It must be said that, thanks to the lobbying efforts of many
influential NGOs in Washington, D.C., the U.S. component of
Plan Colombia also includes some positive elements (though
these unfortunately have been overshadowed by the preponderance
of negative ones). For the first time, the United States is
funding alternative development projects, and even outspending
the Europeans on this front. Protection for human rights activities
and for strengthening the justice system are laudable lines
of action within the "social portion" of Plan Colombia.
Plan
Colombias greatest potential lies in its insistence
on the rule of law. It should impel Colombian security forces
to improve their abysmal human rights record and to sever
all links with the paramilitaries. Unfortunately, however,
by invoking the presidential waiver for reasons of national
security, Washington sent exactly the wrong signal: violations
of human rights will be overlooked in the name of the war
on drugs.
Lastly, Plan Colombia must be viewed in a larger economic
context. The broad-reaching agreement the Pastrana administration
signed with the International Monetary Fund, though technically
unrelated to Plan Colombia, seems more than consonant with
its aims. The IMF agreement dictates severe cuts in the transfer
of revenues from the central government in Bogotá to
the regional and local authorities, a deep reform of the pension
system, privatization of several state-owned entities, and
reductions in social spending. All of these measures clearly
go against the grain of commitments that will surely arise
from any future peace accords. The Pastrana administration
has recently stressed the importance of free trade in attracting
foreign investment, and enthusiastically endorses the Free
Trade Area of the Americas.
All of this serves to indicate that U.S. involvement in Colombia
goes far beyond Plan Colombia. Yet drugs continue to dominate
the US optic of what takes place in Colombia.
While Colombia is at war, no drug policy will ever be successful.

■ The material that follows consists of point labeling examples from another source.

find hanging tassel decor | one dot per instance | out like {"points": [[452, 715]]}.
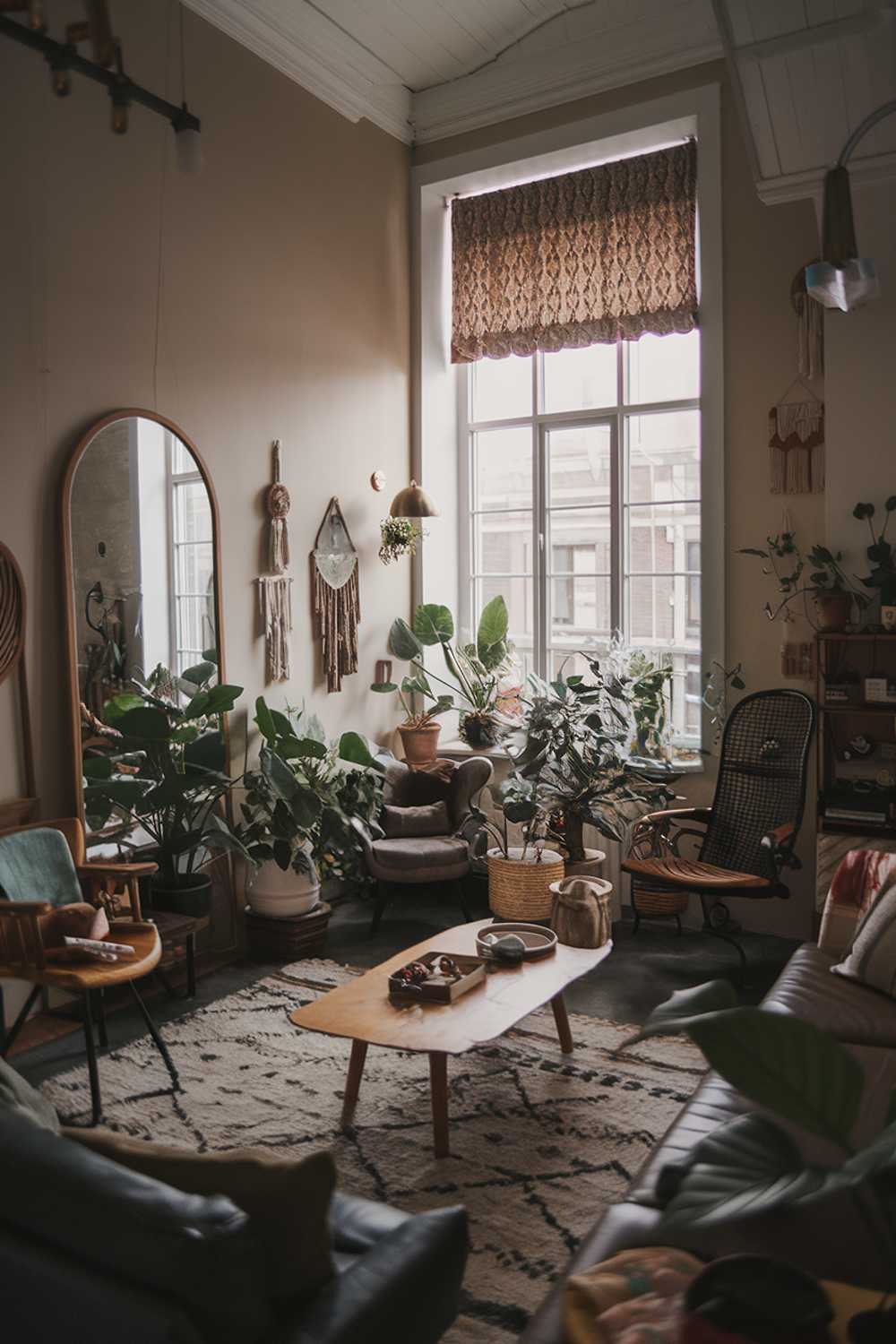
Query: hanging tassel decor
{"points": [[338, 607], [797, 445], [279, 508], [276, 607]]}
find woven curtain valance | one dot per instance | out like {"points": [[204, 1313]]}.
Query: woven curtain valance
{"points": [[589, 257]]}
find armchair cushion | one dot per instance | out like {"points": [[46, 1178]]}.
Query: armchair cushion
{"points": [[287, 1199], [16, 1094], [202, 1253], [430, 819], [37, 865]]}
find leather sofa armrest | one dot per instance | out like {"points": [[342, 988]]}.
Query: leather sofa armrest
{"points": [[406, 1287]]}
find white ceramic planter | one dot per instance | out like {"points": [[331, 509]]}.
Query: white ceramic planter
{"points": [[281, 895]]}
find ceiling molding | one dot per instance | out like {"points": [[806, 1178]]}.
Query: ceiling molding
{"points": [[319, 56]]}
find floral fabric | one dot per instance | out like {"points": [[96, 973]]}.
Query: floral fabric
{"points": [[589, 257]]}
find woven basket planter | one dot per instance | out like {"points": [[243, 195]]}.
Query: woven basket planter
{"points": [[521, 889]]}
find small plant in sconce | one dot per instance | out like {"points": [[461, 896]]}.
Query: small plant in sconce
{"points": [[398, 537]]}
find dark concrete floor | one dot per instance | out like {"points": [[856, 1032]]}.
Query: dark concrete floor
{"points": [[641, 972]]}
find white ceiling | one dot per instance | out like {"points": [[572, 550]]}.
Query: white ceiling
{"points": [[805, 70]]}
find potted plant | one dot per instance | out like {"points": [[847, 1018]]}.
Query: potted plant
{"points": [[478, 674], [398, 537], [880, 553], [304, 812], [751, 1166], [163, 771], [826, 583]]}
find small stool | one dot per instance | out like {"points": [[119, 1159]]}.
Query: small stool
{"points": [[174, 930]]}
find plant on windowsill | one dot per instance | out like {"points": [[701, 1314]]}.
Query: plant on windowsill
{"points": [[826, 583], [398, 537], [751, 1166], [306, 814], [477, 671], [880, 554], [571, 769], [161, 771]]}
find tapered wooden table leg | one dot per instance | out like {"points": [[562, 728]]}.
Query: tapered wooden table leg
{"points": [[438, 1086], [562, 1023], [354, 1081]]}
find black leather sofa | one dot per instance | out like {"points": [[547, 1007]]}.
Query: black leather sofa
{"points": [[831, 1241], [93, 1254]]}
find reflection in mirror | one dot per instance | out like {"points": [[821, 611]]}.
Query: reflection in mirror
{"points": [[142, 559]]}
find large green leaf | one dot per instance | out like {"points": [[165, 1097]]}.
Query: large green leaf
{"points": [[433, 624], [675, 1015], [785, 1064], [144, 725], [402, 642], [492, 633], [745, 1168]]}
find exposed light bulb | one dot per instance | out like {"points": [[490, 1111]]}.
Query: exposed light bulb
{"points": [[190, 150]]}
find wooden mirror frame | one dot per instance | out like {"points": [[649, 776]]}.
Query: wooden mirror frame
{"points": [[67, 574]]}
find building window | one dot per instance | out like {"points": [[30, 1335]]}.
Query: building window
{"points": [[582, 504], [193, 559]]}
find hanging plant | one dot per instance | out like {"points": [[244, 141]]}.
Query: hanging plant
{"points": [[398, 537]]}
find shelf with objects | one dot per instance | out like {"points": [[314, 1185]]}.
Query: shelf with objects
{"points": [[856, 693]]}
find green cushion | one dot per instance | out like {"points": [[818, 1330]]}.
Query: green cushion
{"points": [[38, 866], [19, 1096]]}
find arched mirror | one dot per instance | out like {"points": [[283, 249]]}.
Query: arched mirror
{"points": [[142, 602]]}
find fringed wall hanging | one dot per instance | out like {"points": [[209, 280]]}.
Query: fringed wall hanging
{"points": [[810, 328], [338, 607], [797, 444], [274, 591]]}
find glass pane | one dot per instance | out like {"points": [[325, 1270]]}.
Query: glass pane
{"points": [[195, 569], [664, 456], [579, 465], [503, 468], [503, 543], [501, 387], [581, 379], [579, 540], [579, 612], [662, 368], [193, 513], [662, 538]]}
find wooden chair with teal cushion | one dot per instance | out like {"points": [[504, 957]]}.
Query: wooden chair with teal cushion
{"points": [[42, 868]]}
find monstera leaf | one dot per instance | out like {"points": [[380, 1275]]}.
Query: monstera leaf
{"points": [[745, 1168]]}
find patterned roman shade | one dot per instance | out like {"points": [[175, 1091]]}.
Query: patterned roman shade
{"points": [[589, 257]]}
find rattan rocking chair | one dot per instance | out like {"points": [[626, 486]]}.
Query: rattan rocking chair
{"points": [[753, 824]]}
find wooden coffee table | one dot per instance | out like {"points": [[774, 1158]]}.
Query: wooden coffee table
{"points": [[362, 1011]]}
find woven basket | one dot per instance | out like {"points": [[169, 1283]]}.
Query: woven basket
{"points": [[521, 890]]}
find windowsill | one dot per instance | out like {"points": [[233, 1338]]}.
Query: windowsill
{"points": [[457, 750]]}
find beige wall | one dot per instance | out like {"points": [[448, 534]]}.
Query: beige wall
{"points": [[284, 312], [762, 249]]}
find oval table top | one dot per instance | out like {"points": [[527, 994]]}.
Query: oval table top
{"points": [[363, 1011]]}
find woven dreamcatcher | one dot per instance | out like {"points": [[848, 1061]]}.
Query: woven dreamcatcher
{"points": [[797, 444], [338, 607], [274, 590]]}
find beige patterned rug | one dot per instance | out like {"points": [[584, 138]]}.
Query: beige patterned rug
{"points": [[538, 1142]]}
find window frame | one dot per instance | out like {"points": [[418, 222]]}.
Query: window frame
{"points": [[627, 129], [541, 424]]}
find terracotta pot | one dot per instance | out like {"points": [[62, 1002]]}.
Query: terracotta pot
{"points": [[282, 895], [419, 745], [833, 610], [587, 867]]}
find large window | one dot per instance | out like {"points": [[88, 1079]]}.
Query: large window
{"points": [[582, 483], [193, 561]]}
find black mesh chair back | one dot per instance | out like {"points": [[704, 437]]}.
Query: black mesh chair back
{"points": [[762, 777]]}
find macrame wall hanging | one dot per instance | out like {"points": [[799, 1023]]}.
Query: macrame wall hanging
{"points": [[274, 591], [338, 607], [797, 444]]}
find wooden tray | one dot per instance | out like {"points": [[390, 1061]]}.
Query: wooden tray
{"points": [[473, 975]]}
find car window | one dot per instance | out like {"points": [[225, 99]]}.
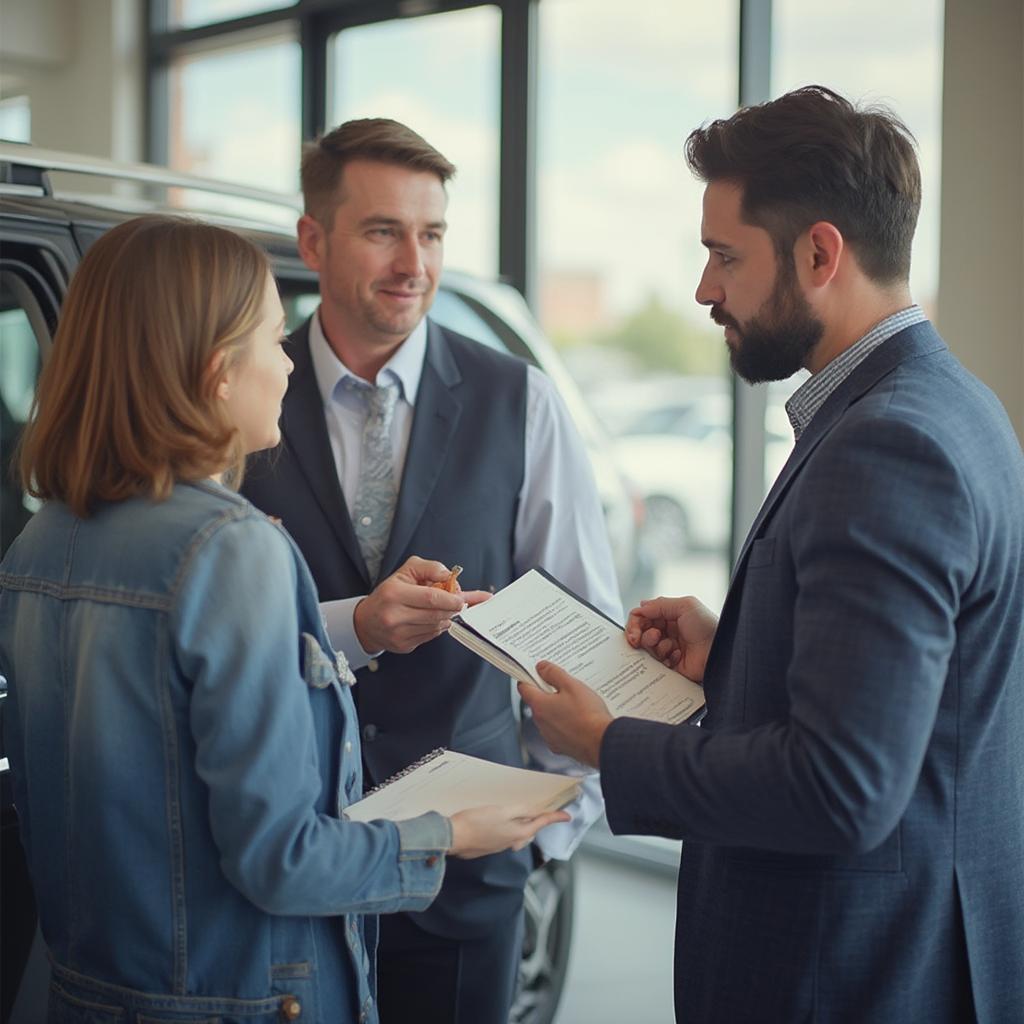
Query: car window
{"points": [[453, 312], [20, 318]]}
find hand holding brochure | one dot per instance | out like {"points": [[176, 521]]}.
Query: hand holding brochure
{"points": [[448, 781], [537, 619]]}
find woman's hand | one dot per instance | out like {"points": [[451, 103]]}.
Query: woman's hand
{"points": [[489, 829]]}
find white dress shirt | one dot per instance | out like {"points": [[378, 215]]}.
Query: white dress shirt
{"points": [[559, 522]]}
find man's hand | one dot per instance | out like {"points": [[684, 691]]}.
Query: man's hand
{"points": [[678, 631], [403, 610], [573, 719]]}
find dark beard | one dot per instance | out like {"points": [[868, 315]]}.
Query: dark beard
{"points": [[776, 342]]}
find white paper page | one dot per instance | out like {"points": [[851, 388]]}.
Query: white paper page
{"points": [[534, 619], [454, 781]]}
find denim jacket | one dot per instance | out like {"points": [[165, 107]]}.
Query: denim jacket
{"points": [[182, 748]]}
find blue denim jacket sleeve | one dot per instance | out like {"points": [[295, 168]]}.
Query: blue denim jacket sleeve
{"points": [[236, 635]]}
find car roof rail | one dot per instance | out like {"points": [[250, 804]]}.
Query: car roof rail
{"points": [[28, 167]]}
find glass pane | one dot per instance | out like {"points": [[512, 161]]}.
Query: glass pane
{"points": [[870, 51], [440, 76], [15, 119], [189, 13], [621, 256], [18, 371], [235, 114]]}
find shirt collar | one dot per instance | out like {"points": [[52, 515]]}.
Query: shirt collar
{"points": [[811, 395], [406, 366]]}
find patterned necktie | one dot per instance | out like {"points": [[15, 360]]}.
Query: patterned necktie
{"points": [[377, 492]]}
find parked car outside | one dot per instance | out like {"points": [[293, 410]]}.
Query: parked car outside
{"points": [[44, 230], [673, 437]]}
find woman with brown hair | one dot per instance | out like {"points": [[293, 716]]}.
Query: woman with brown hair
{"points": [[181, 736]]}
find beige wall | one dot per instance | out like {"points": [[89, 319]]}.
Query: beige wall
{"points": [[981, 270], [81, 64]]}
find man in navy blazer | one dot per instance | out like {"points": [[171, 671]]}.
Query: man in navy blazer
{"points": [[852, 807]]}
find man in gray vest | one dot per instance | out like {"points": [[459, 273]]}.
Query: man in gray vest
{"points": [[409, 449]]}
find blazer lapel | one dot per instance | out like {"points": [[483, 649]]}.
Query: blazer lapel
{"points": [[912, 341], [434, 422], [305, 435]]}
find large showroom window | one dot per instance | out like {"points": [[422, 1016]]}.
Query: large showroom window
{"points": [[620, 255], [233, 110], [440, 75]]}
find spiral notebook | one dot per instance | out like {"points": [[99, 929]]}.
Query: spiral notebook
{"points": [[448, 781]]}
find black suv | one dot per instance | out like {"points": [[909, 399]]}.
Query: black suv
{"points": [[52, 208]]}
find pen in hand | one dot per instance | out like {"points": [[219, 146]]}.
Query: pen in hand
{"points": [[451, 584]]}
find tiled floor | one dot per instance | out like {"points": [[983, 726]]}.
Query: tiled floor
{"points": [[621, 964]]}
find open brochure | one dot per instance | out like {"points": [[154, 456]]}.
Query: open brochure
{"points": [[538, 619], [448, 781]]}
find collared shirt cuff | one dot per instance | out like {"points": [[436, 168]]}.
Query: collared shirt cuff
{"points": [[339, 617]]}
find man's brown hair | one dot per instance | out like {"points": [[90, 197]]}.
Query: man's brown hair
{"points": [[126, 402], [368, 138], [812, 156]]}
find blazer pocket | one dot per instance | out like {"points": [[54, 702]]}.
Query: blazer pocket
{"points": [[762, 553]]}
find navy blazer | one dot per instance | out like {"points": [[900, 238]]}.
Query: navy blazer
{"points": [[853, 805]]}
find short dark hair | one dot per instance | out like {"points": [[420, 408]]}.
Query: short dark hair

And the fighting will not stop until the root causes of Colombias
crisis--land distribution, social inequity, political exclusion,
and violence--are addressed through a negotiated settlement
of the armed conflict. For this reason, the best way to defend
U.S. national interests is to actively support the peace process
in Colombia.
Although the U.S. has formally supported Pastranas peace
negotiations, it has largely limited itself to paying lip
service, avoiding any serious commitment. Thus far, U.S. policy
has confused backing Pastrana with support for the peace process,
which will necessarily extend beyond his presidential term
(which expires in August 2002).
In recent history, when the United States defined peace as
the clear central policy objective, it has even "stepped
on the toes" of its traditional alliesIsrael, in
the case of the Middle East, and the UK in the conflict with
Northern Ireland. In Colombia, the U.S. should apply its huge
leverage with the army and civilian elite to effect the democratic
transformation that is needed to stop the bloodshed. In the
process, the U.S. would cease to be the prime instigator of
the war as it is today, and become the key player in the peace
of tomorrow.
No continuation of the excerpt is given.